The FBI and Justice department have moved in swiftly to assist the local authorities and begin what they call an investigation. Democratic Party officials have attempted to tamp down the frustration of the community. Unfortunately, the National Association for Advancement of Coloured People (NAACP) is not throwing its full weight behind spreading the protests and addressing the root cause of the problem.

These events point to the immediate need for working class people to work together in building an independent united grassroots movement of workers, youth and people of colour – to fight for living wage jobs, housing, health care, education and a living wage for all, as well as an ending police violence and establishing direct democratic community control over public safety.

Lessons

We need to draw the lessons from the Trayvon Martin case: the demonstrations, protest, civil disobedience and strikes need to spread to mount pressure on the police and judicial system to bring justice to the Brown family.

We need to build new mass organisations that will reject the bankrupt politics of the Democratic Party, a pro-capitalist politics that accepts the status quo of systemic racism and violence.

The underlying function of law enforcement and the prison system within this capitalist society is to defend and maintain massive inequality. The richest 1% maximises their profits while perpetuating endemic poverty, government neglect, blatant corruption and mass unemployment.

In periods of capitalist and social crisis, law enforcement and the ruling elite ramp up their tactics of surveillance and repression to firm up their control of society, out of fear of social explosions against the conditions they’ve created.

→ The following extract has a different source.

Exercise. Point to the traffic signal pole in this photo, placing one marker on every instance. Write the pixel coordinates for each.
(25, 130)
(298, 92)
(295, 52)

As a historical reminder, after the Watts rebellion on 11 August 1965, it was one year later that the Black Panther Party for Self-Defence in Oakland was born. The Panthers expressed a bold, radical and democratic socialist vision, grounded in a fight against global capitalism and institutional racism. As Malcolm X once stated:

“We declare our right on this earth…to be a human being, to be respected as a human being, to be given the rights of a human being in this society, on this earth, in this day, which we intend to bring into existence by any means necessary.”